Hibi S, Todo S, Imashuku S, Miyazaki T
Pediatr Radiol. 1987;17(4):308-13. doi: 10.1007/BF02388244.
Twenty-six studies by meta-(131I)-iodobenzylguanidine scintigraphy (131I-MIBG), 26 studies by 67Ga-citrate and 33 99mTc-hydorxymethylene diphosphate (99mTc-HMDP) scintigraphic studies were performed for 10 patients with abdominal neuroblastoma. Comparing the 131I-MIBG images obtained at 24, 48 and 72 h, the 48-h image was the most distinctive for the tumor. Intrabdominal primary lesions, which ranged from bean to fist-size, were visualized in 7/7 cases (100%) by 131I-MIBG, 4/7 cases (57%) by 67Ga-citrate and 4/8 cases (50%) by 99mTc-HMDP before surgery and at diagnosis.

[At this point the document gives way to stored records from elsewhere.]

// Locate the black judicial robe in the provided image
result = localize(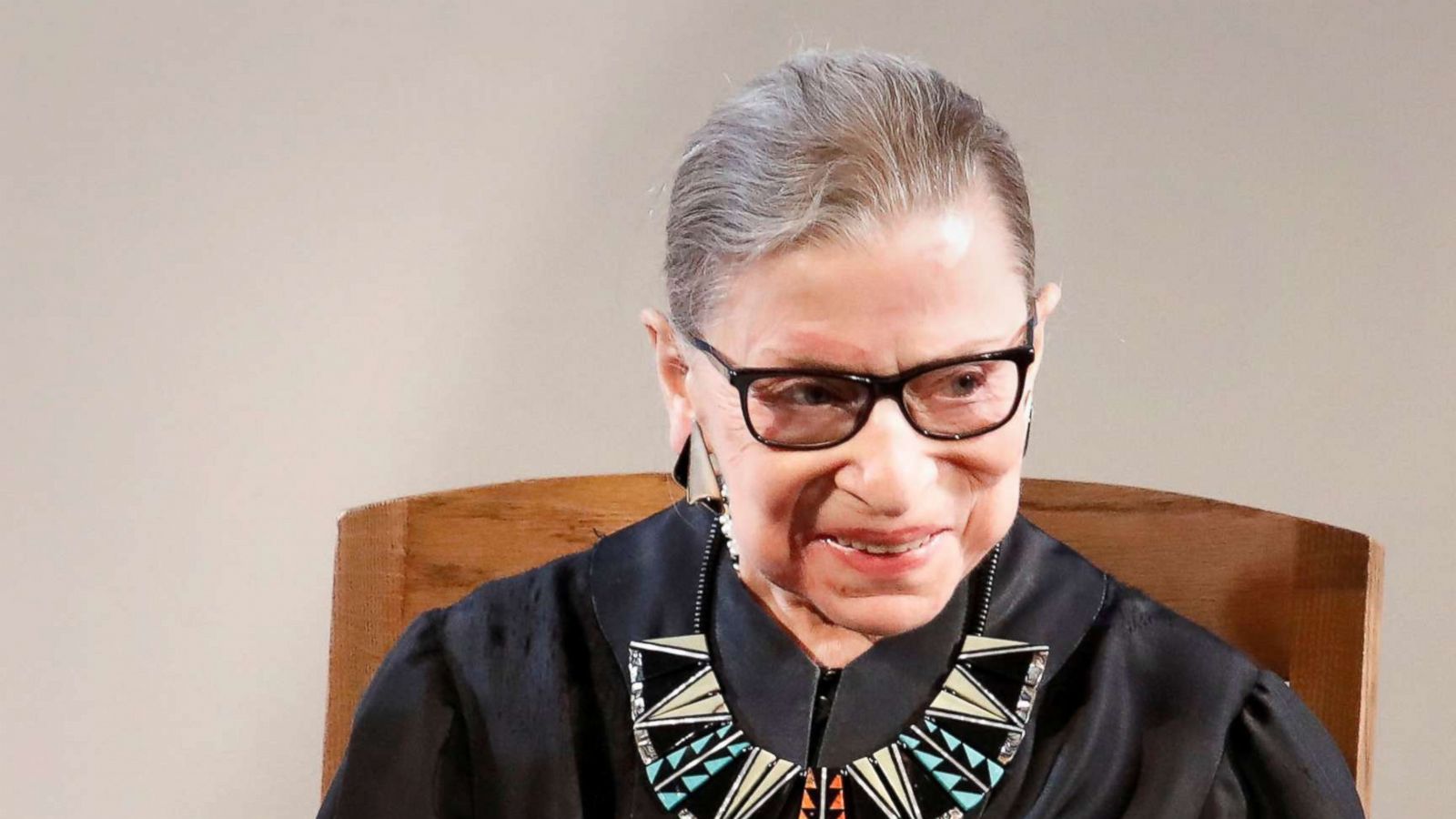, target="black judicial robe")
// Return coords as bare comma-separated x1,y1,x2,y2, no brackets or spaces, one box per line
318,502,1363,819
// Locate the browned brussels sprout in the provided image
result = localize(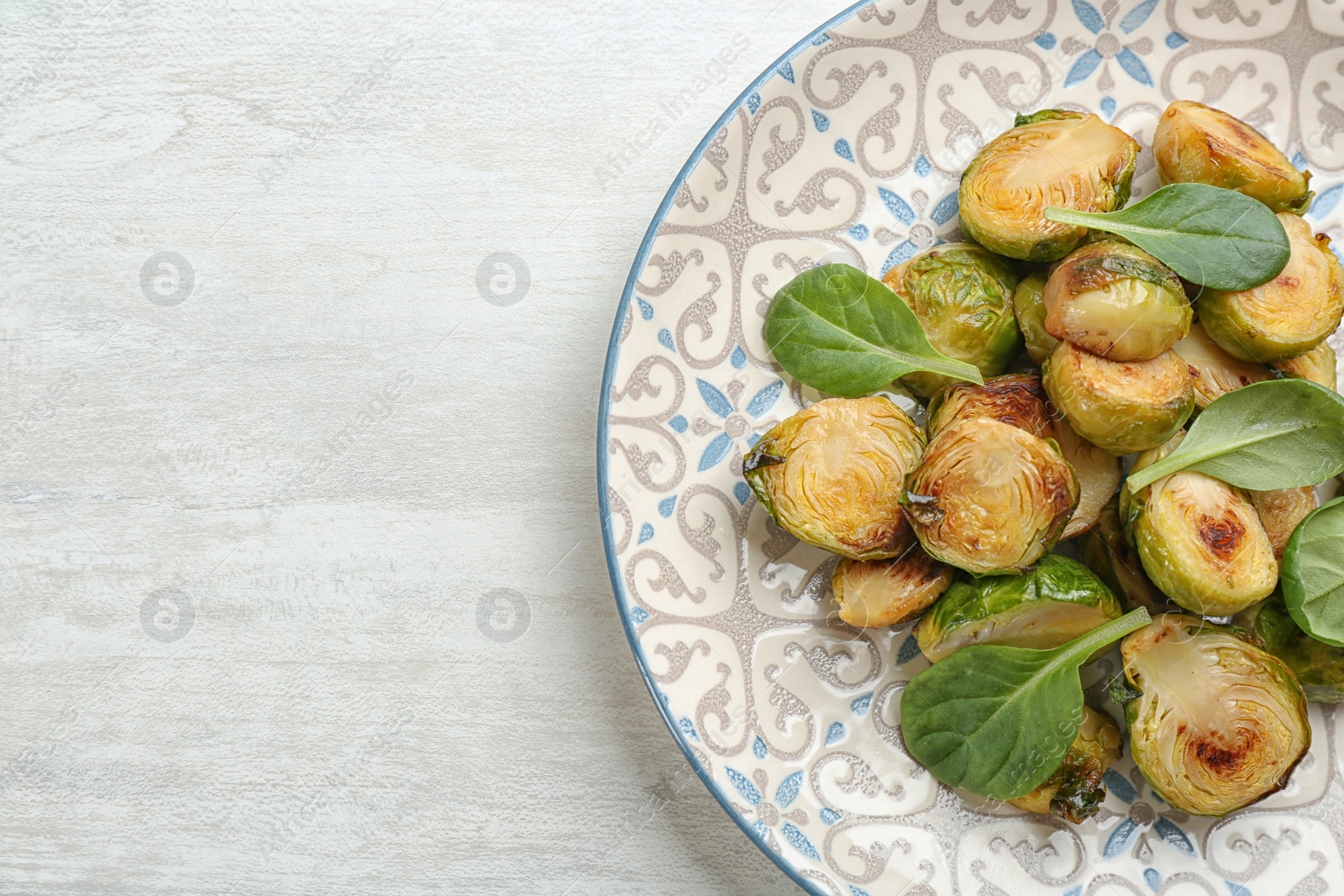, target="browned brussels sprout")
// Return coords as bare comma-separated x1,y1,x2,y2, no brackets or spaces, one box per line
1196,212,1344,363
831,544,957,629
1120,612,1312,817
927,374,1121,538
1121,432,1278,616
1042,341,1194,454
1250,485,1315,560
1153,99,1312,213
742,396,923,560
1173,324,1274,407
1008,706,1121,825
1274,343,1339,391
1043,240,1194,361
926,374,1053,439
882,244,1021,398
900,418,1078,575
958,110,1138,262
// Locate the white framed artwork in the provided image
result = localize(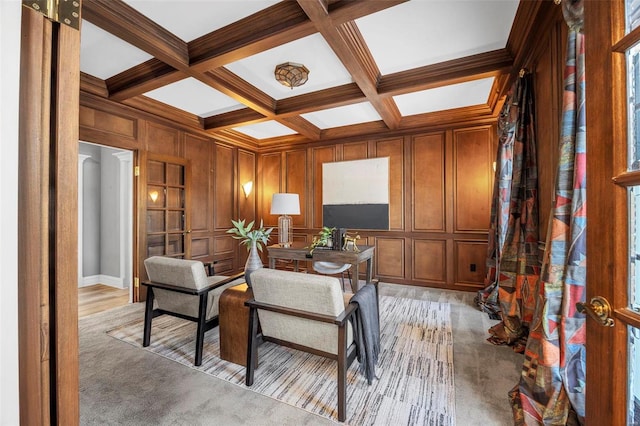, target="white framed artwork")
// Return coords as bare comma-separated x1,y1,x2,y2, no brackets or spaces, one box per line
322,157,389,230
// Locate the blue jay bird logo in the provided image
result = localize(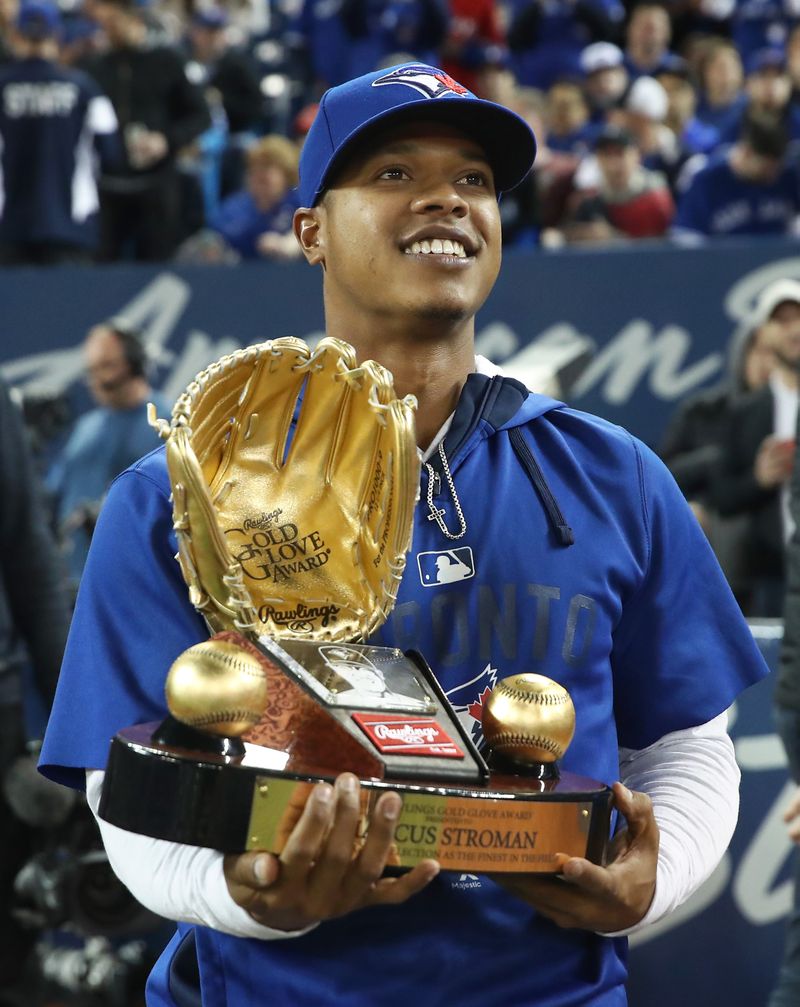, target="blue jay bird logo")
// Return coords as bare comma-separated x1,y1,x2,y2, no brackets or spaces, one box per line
372,65,470,98
444,665,497,745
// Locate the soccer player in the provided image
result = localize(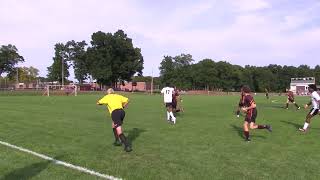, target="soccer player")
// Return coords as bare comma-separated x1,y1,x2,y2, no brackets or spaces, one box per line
161,84,176,124
299,84,320,132
286,89,300,109
97,88,132,152
242,86,272,142
237,88,244,117
264,88,269,99
172,87,183,112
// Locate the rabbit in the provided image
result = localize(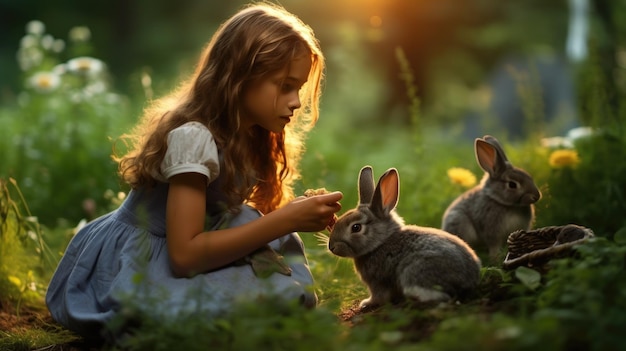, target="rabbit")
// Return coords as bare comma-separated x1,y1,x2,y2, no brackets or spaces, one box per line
328,166,481,309
441,135,541,262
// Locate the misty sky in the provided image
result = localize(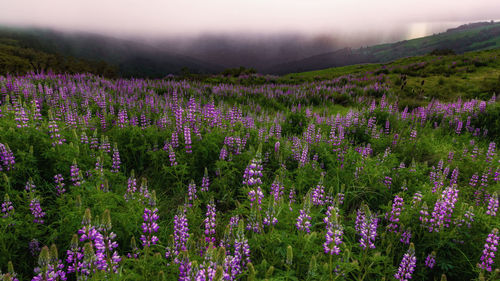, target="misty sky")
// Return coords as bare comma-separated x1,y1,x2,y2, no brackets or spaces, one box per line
0,0,500,38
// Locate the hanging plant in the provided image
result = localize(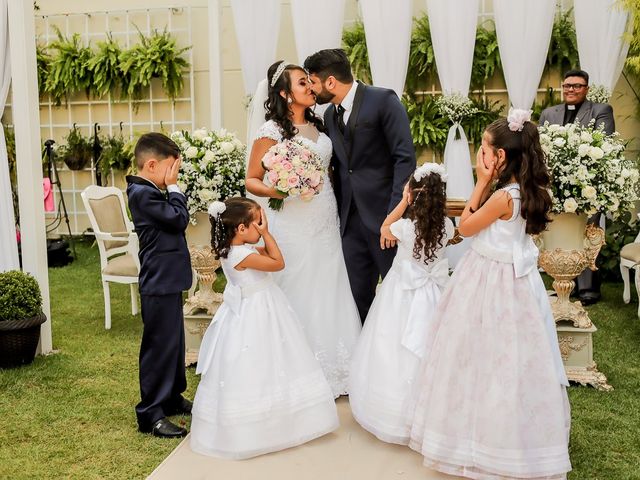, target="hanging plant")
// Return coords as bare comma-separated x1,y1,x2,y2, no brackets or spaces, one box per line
87,33,122,97
546,9,580,73
59,127,93,170
342,21,372,84
100,134,133,177
45,28,92,105
402,95,451,153
119,30,191,100
405,15,437,92
471,21,502,90
36,44,51,94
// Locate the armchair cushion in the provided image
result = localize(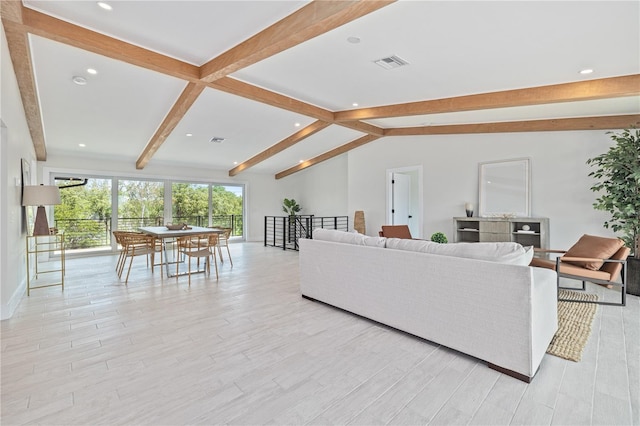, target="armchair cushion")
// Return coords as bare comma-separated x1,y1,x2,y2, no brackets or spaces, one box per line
564,234,624,271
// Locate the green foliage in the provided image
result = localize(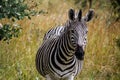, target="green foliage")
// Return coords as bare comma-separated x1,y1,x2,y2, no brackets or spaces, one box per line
0,24,21,41
116,38,120,49
0,0,29,20
110,0,120,21
0,0,37,41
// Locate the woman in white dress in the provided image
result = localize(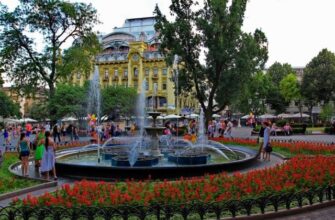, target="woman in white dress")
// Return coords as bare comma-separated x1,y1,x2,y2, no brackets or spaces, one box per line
41,131,57,180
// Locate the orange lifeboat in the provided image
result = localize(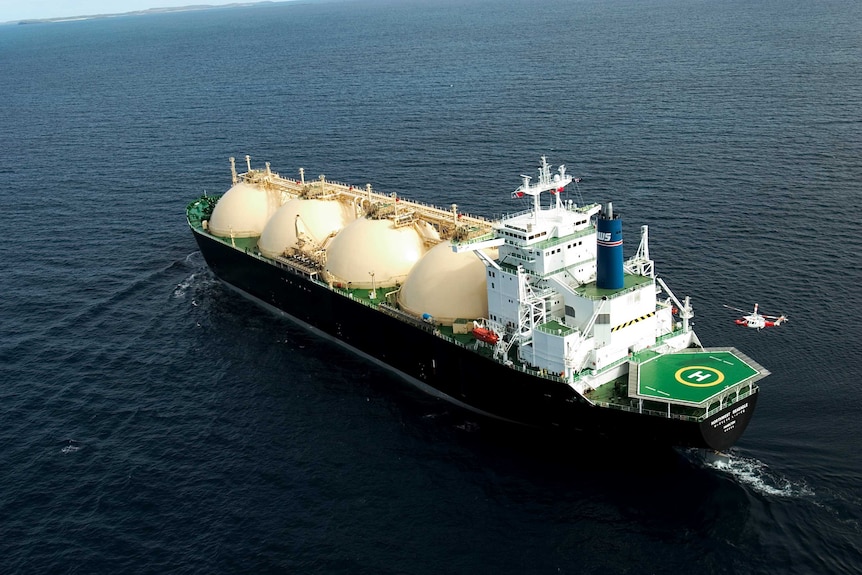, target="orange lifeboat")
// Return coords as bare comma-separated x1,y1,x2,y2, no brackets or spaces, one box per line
472,327,500,345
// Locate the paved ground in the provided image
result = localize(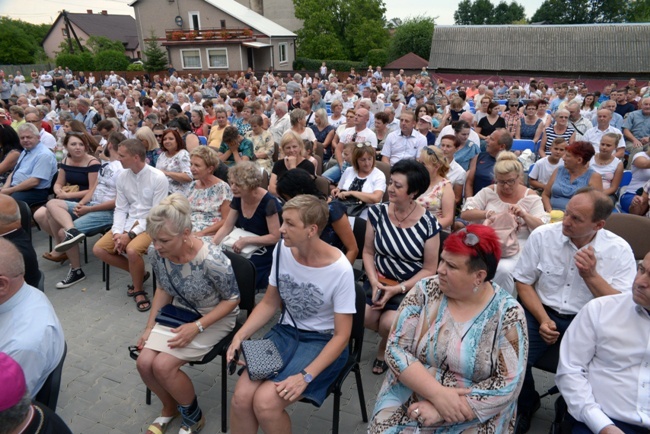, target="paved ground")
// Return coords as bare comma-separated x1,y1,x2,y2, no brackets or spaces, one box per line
34,229,552,434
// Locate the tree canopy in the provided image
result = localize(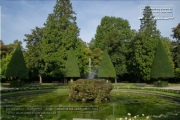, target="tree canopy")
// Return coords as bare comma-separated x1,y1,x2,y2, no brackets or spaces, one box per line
129,6,161,81
65,48,80,77
6,44,28,78
98,51,116,78
151,41,174,79
89,16,131,76
41,0,79,77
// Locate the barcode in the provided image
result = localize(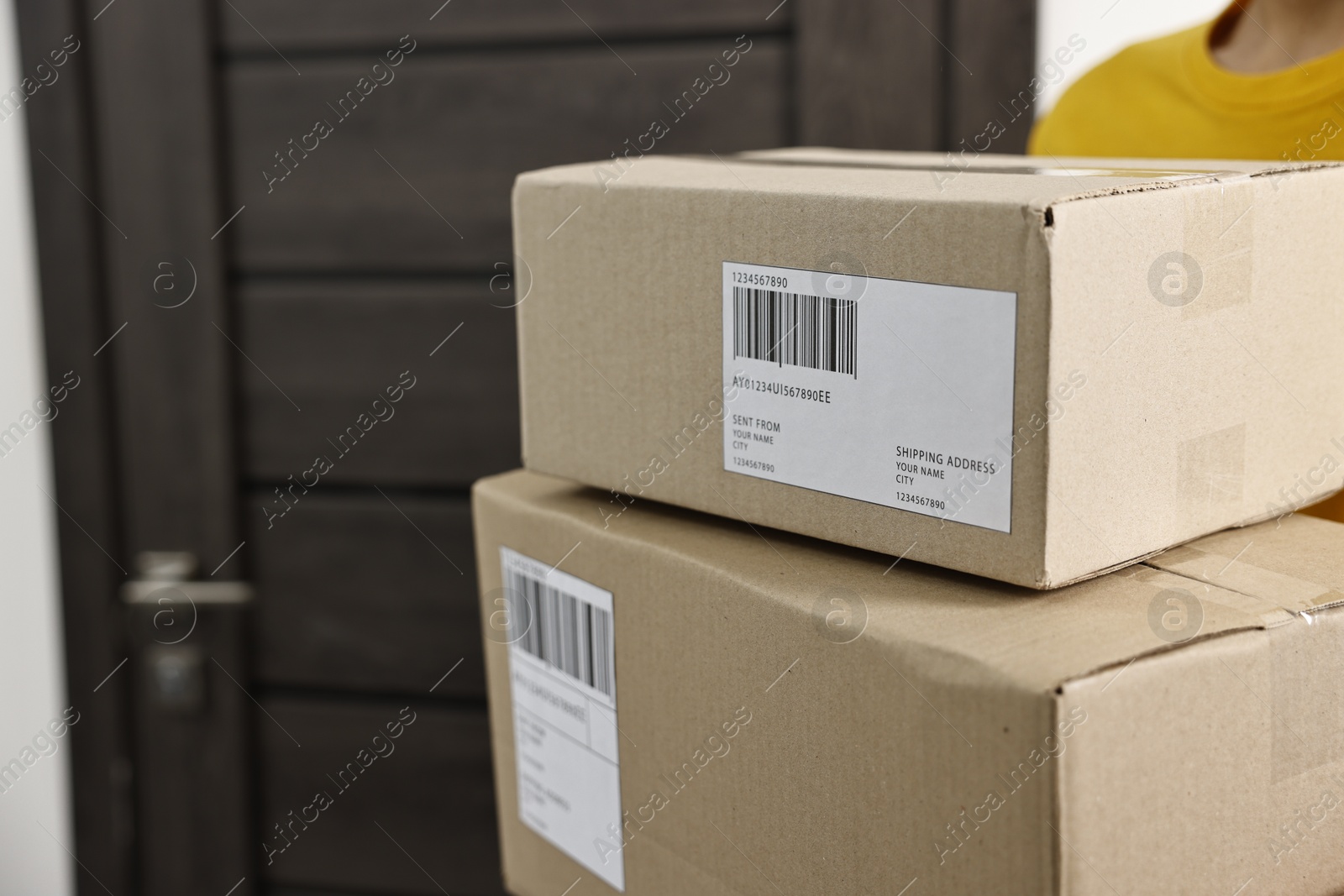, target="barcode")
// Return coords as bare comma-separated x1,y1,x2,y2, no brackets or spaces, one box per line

In serial follow-up of these patients after starting chemotherapy, 131I-MIGB detected 100% of regressing primary tumors. Studies of 5 postoperative patients showed negative images for the primary tumor in all 3 scintigraphies except one in whom 131I-MIBG was positive, but not 67Ga-citrate or 99mTc-HMDP, for an unresectable residual tumor. 131I-MIBG also detected metastatic lesions not predicted by 67Ga-citrate or 99mTc-HMDP and reflected tumor progression more sensitively than known tumor markers such as urinary vanillylmandelic acid (VMA), homovanillic acid (HVA), serum neuron-specific enolase (NSE) and ferritin. These findings indicate that the 48 hr 131I-MIBG scintigraphy is superior to 67Ga-citrate or 99mTc-HMDP images and to other biochemical markers in monitoring the effect of treatment on neuroblastoma.
对10例腹部神经母细胞瘤患者进行了26项(131I)-碘苄胍闪烁显像(131I-MIBG)研究、26项枸橼酸镓研究以及33项99m锝-亚甲基二膦酸盐(99mTc-HMDP)闪烁显像研究。比较在24小时、48小时和72小时获得的131I-MIBG图像,48小时的图像对肿瘤的显示最为清晰。术前及诊断时,腹腔内原发性病变大小从豆粒至拳头大小不等,131I-MIBG在7/7例(100%)中显示出病变,枸橼酸镓在4/7例(57%)中显示出病变,99mTc-HMDP在4/8例(50%)中显示出病变。在这些患者开始化疗后的系列随访中,131I-MIGB检测到100%的原发性肿瘤在消退。对5例术后患者的研究显示,除1例患者131I-MIBG为阳性而枸橼酸镓和99mTc-HMDP为阴性(该例存在不可切除的残留肿瘤)外,所有3种闪烁显像对原发性肿瘤的图像均为阴性。131I-MIBG还检测到了枸橼酸镓或99mTc-HMDP未预测到的转移病变,并且比尿香草扁桃酸(VMA)、高香草酸(HVA)、血清神经元特异性烯醇化酶(NSE)和铁蛋白等已知肿瘤标志物更敏感地反映肿瘤进展。这些发现表明,48小时131I-MIBG闪烁显像在监测神经母细胞瘤治疗效果方面优于枸橼酸镓或99mTc-HMDP图像以及其他生化标志物。